A Craftsman Bungalow
There is a cluster of bungalow homes near Vilas Park, a near-westside neighborhood in Madison, Wisconsin. These bungalows, built in the Craftsman Style tradition, were the work of one of the early female architects, Cora Cadwallader Tuttle. Tuttle learned carpentry from her father, design from her mother, and drafting in college. Though she grew up in rural Dane County, Cora moved to Texas with her husband, children and nephew in 1904. Following an unsuccessful business venture on a rice plantation and the death of her husband, she and her three sons joined her sister’s family who had settled in Prescott, Arizona. There she was introduced to the craftsman-style homes under construction in the Prescott area. She returned to Madison in 1908 when her son began studies at UW.

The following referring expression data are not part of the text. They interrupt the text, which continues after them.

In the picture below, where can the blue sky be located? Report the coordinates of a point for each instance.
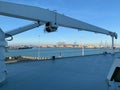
(102, 13)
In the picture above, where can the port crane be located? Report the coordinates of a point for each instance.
(51, 19)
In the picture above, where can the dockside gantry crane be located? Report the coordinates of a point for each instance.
(51, 19)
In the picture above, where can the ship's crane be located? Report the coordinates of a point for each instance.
(51, 19)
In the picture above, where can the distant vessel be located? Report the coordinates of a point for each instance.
(25, 47)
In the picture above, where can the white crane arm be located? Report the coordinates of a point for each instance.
(21, 29)
(45, 16)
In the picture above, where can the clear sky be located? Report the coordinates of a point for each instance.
(102, 13)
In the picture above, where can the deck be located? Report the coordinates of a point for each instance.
(74, 73)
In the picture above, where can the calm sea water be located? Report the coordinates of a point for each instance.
(48, 52)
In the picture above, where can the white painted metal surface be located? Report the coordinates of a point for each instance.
(39, 15)
(2, 56)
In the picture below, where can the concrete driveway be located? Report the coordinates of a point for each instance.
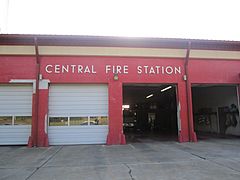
(209, 159)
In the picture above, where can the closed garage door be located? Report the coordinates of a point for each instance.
(15, 114)
(78, 114)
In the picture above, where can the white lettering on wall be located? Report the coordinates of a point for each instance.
(47, 68)
(117, 69)
(112, 69)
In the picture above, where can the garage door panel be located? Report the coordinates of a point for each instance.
(15, 101)
(78, 135)
(14, 135)
(67, 101)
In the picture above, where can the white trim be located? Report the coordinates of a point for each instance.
(43, 84)
(17, 50)
(22, 81)
(112, 51)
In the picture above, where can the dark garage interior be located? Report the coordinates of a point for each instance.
(215, 111)
(149, 111)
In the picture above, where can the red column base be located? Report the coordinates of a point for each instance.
(113, 139)
(43, 141)
(182, 137)
(30, 142)
(193, 137)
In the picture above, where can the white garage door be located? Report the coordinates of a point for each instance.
(15, 114)
(78, 114)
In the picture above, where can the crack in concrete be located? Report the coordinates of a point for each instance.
(129, 172)
(196, 155)
(209, 160)
(48, 159)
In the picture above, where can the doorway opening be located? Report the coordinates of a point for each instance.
(150, 112)
(215, 111)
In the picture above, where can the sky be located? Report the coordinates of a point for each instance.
(194, 19)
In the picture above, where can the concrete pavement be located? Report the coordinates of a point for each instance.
(143, 160)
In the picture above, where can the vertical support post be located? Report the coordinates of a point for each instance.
(183, 134)
(42, 140)
(115, 134)
(192, 134)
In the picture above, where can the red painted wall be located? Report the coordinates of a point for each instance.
(200, 71)
(214, 71)
(17, 67)
(102, 77)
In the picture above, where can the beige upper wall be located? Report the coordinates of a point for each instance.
(17, 50)
(118, 51)
(111, 51)
(210, 54)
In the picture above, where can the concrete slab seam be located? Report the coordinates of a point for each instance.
(37, 168)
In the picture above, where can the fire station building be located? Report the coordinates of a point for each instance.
(59, 90)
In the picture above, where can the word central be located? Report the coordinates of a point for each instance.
(112, 69)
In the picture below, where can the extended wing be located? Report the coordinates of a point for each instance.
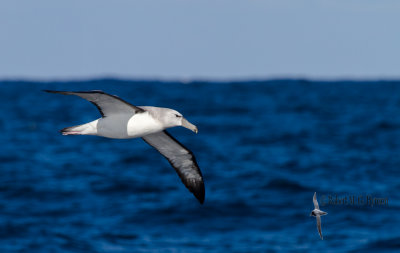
(106, 103)
(181, 159)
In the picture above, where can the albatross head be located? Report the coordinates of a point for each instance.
(176, 119)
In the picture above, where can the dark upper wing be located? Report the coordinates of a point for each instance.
(106, 103)
(315, 201)
(181, 159)
(319, 226)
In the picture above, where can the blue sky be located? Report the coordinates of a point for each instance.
(188, 39)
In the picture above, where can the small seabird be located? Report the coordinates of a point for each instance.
(121, 120)
(317, 214)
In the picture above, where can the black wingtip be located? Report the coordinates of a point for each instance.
(199, 192)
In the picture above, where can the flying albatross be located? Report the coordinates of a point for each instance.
(121, 120)
(317, 213)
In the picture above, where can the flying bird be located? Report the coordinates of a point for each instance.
(122, 120)
(317, 214)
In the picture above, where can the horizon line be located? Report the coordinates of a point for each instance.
(197, 79)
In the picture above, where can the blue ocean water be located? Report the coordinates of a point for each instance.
(264, 148)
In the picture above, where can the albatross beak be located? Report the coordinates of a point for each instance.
(189, 125)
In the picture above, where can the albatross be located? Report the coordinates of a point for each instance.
(122, 120)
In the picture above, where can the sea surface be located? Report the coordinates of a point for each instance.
(264, 148)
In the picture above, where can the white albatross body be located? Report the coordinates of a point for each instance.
(317, 214)
(121, 120)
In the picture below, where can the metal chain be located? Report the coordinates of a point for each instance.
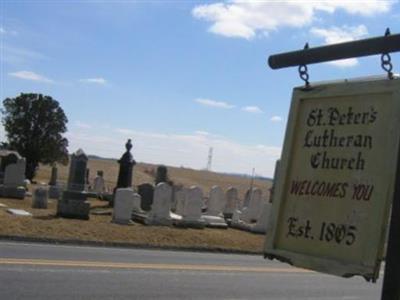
(303, 73)
(386, 63)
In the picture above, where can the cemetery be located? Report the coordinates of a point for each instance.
(137, 204)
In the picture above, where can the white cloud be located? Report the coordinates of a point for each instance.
(82, 125)
(247, 19)
(213, 103)
(252, 109)
(276, 119)
(96, 80)
(342, 34)
(28, 75)
(202, 132)
(18, 56)
(7, 32)
(189, 150)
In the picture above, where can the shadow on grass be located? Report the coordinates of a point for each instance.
(48, 217)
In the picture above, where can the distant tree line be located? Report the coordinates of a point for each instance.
(34, 126)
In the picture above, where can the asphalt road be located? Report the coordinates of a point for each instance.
(41, 271)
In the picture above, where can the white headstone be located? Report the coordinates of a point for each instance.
(99, 185)
(136, 202)
(180, 198)
(232, 200)
(252, 211)
(161, 207)
(14, 174)
(193, 204)
(216, 202)
(123, 206)
(263, 219)
(39, 198)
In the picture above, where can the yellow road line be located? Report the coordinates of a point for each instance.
(152, 266)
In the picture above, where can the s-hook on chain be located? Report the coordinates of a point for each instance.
(386, 60)
(303, 70)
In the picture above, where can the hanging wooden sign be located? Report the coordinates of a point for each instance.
(337, 175)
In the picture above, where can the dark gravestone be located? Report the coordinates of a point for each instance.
(77, 171)
(5, 161)
(162, 174)
(146, 192)
(73, 203)
(54, 188)
(126, 164)
(54, 175)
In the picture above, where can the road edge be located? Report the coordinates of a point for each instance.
(76, 242)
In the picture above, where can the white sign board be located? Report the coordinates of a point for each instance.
(337, 176)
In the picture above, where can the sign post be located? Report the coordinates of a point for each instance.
(340, 173)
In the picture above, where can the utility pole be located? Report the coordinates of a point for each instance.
(209, 162)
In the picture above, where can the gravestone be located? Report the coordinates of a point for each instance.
(126, 164)
(39, 198)
(14, 178)
(161, 207)
(73, 202)
(54, 188)
(216, 202)
(263, 219)
(162, 174)
(232, 202)
(123, 206)
(251, 213)
(136, 202)
(7, 157)
(99, 185)
(14, 174)
(193, 205)
(146, 192)
(180, 198)
(54, 175)
(247, 198)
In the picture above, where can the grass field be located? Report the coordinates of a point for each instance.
(44, 224)
(142, 174)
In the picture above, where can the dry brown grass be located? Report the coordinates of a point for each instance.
(183, 176)
(44, 224)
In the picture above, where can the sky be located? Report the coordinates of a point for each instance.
(180, 77)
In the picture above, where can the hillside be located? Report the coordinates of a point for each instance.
(142, 173)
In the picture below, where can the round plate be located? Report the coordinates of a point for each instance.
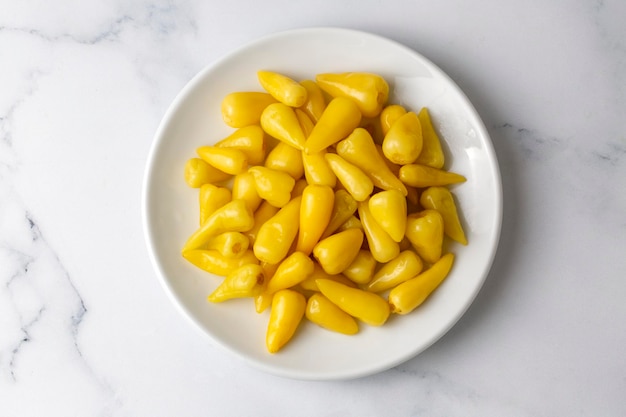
(170, 207)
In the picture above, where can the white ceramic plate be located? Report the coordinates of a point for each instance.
(170, 207)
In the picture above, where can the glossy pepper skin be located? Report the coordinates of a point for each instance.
(323, 312)
(277, 234)
(288, 307)
(244, 108)
(382, 246)
(336, 252)
(280, 121)
(315, 211)
(283, 88)
(425, 232)
(409, 295)
(402, 268)
(359, 149)
(234, 216)
(441, 199)
(245, 281)
(339, 119)
(403, 142)
(369, 91)
(366, 306)
(422, 176)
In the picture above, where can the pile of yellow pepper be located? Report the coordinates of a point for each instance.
(325, 202)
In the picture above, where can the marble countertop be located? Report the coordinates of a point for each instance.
(87, 330)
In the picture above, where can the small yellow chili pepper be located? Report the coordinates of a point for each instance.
(343, 208)
(315, 211)
(389, 115)
(245, 281)
(402, 268)
(272, 185)
(288, 308)
(211, 197)
(234, 216)
(229, 244)
(213, 262)
(351, 177)
(382, 246)
(250, 140)
(441, 199)
(409, 295)
(229, 160)
(336, 252)
(198, 173)
(425, 232)
(403, 142)
(422, 176)
(283, 88)
(432, 154)
(323, 312)
(280, 121)
(369, 91)
(359, 149)
(339, 119)
(389, 210)
(276, 235)
(287, 159)
(242, 109)
(362, 268)
(315, 103)
(366, 306)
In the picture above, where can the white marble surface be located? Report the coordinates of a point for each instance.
(87, 330)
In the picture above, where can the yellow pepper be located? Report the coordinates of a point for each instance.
(389, 210)
(336, 252)
(315, 103)
(402, 268)
(287, 159)
(280, 121)
(369, 91)
(441, 199)
(272, 185)
(422, 176)
(315, 211)
(198, 173)
(425, 232)
(261, 215)
(288, 308)
(366, 306)
(283, 88)
(403, 142)
(432, 154)
(382, 246)
(323, 312)
(229, 160)
(234, 216)
(389, 115)
(351, 177)
(229, 244)
(244, 108)
(343, 208)
(339, 119)
(359, 149)
(213, 262)
(277, 234)
(317, 170)
(212, 197)
(412, 293)
(362, 268)
(245, 281)
(250, 140)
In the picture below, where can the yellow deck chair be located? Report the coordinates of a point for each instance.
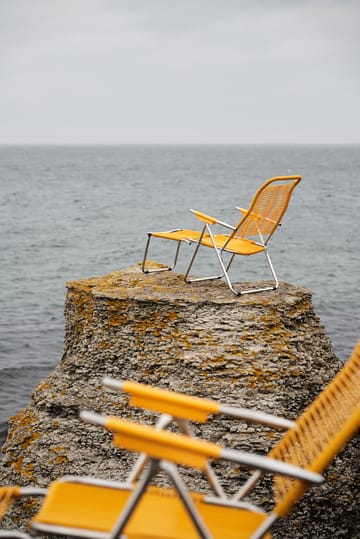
(102, 509)
(249, 237)
(85, 507)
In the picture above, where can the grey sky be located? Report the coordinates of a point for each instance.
(179, 71)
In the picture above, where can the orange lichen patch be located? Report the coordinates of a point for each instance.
(262, 377)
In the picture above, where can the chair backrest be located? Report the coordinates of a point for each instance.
(267, 208)
(320, 432)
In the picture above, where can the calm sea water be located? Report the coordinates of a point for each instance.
(75, 211)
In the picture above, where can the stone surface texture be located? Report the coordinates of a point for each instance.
(267, 351)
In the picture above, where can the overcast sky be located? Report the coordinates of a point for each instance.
(180, 71)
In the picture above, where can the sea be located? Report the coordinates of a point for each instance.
(74, 211)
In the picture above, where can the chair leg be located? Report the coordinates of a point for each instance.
(276, 282)
(167, 268)
(197, 279)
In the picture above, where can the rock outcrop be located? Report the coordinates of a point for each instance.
(267, 351)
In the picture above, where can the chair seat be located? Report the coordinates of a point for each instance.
(241, 246)
(178, 235)
(160, 513)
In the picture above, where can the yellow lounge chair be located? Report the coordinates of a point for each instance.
(249, 237)
(103, 509)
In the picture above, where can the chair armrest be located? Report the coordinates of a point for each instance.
(211, 220)
(188, 407)
(187, 451)
(270, 465)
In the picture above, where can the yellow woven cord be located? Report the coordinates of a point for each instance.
(267, 208)
(81, 506)
(241, 246)
(320, 433)
(178, 235)
(162, 444)
(160, 513)
(173, 403)
(8, 495)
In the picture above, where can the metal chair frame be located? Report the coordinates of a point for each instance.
(261, 219)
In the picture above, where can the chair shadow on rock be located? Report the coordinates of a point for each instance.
(138, 509)
(250, 236)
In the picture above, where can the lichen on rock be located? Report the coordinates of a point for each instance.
(267, 351)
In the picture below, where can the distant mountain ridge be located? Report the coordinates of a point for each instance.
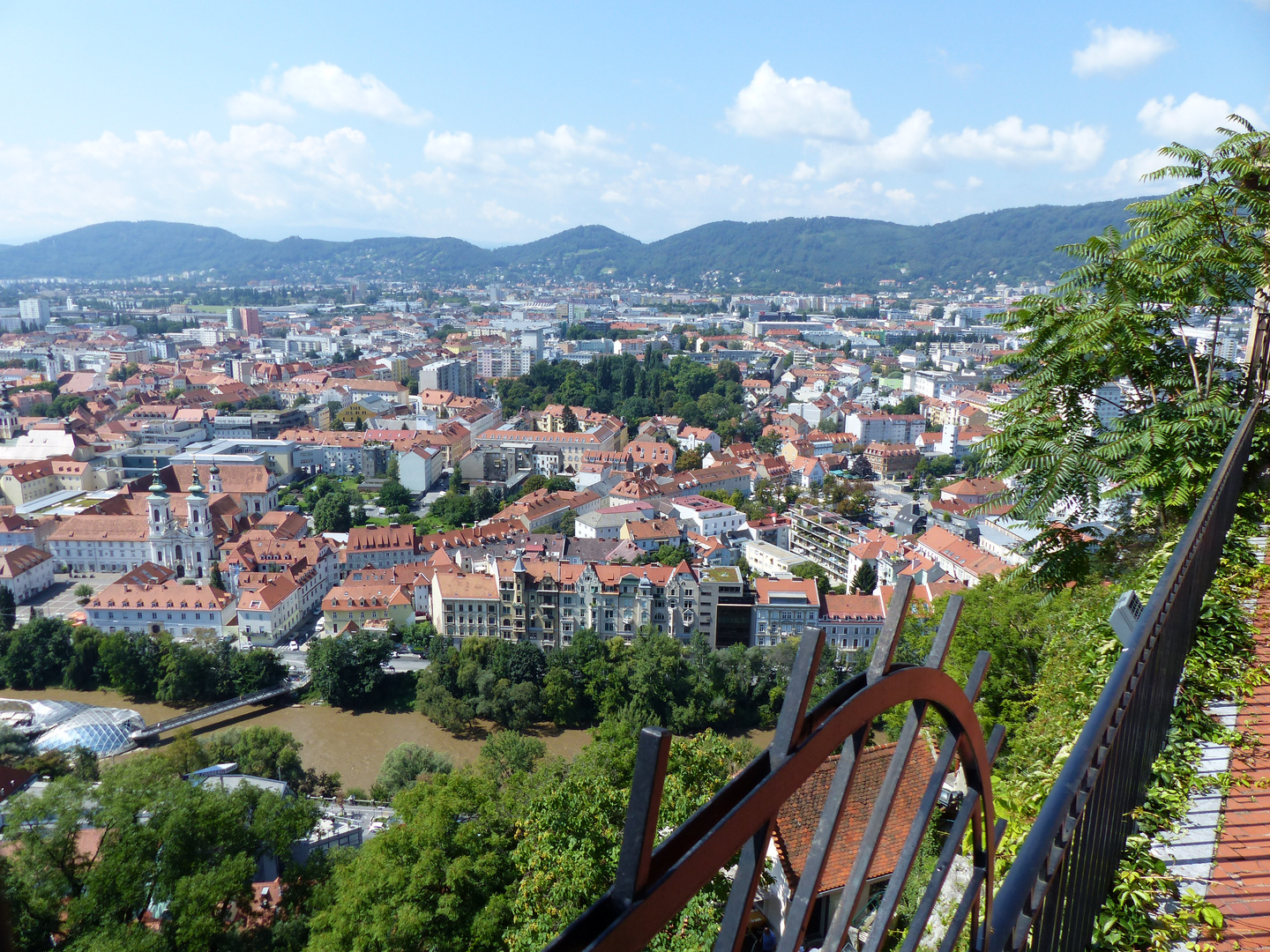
(784, 253)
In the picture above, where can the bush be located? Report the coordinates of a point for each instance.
(347, 671)
(404, 766)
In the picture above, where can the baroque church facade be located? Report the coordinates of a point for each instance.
(116, 542)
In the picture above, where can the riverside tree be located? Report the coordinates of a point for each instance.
(1116, 400)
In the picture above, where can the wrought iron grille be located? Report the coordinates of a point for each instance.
(1061, 877)
(733, 830)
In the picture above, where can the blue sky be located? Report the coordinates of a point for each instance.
(507, 122)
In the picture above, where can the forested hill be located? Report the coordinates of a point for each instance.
(781, 254)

Cora bought a lot in the new Vilas Park area, and designed and built a home patterned after the Prescott Craftsmans. She attracted a favorable following and eventually designed a total of 5 homes in the area. Cora Tuttle was the only woman architect to design and build in the Madison area prior to WWI.
This home, the Eugene C. Smith House, was built in 1911. A one and a half story home, it shares many characteristics with the other Tuttle bungalows. Small details were changed in each house to give the feeling of individuality, but the basic parts of the homes are quite similar. The Smith home has a side entrance into the living room. The dining room opens from the living room, and has an entrance to the kitchen. Upstairs, there are three bedrooms and a bathroom. The recent owners have updated the rear of the home, adding a large deck for outdoor living space, but maintaining the architectural style.
The Tuttle bungalows are a part of the Wingra Park National Register Historic District.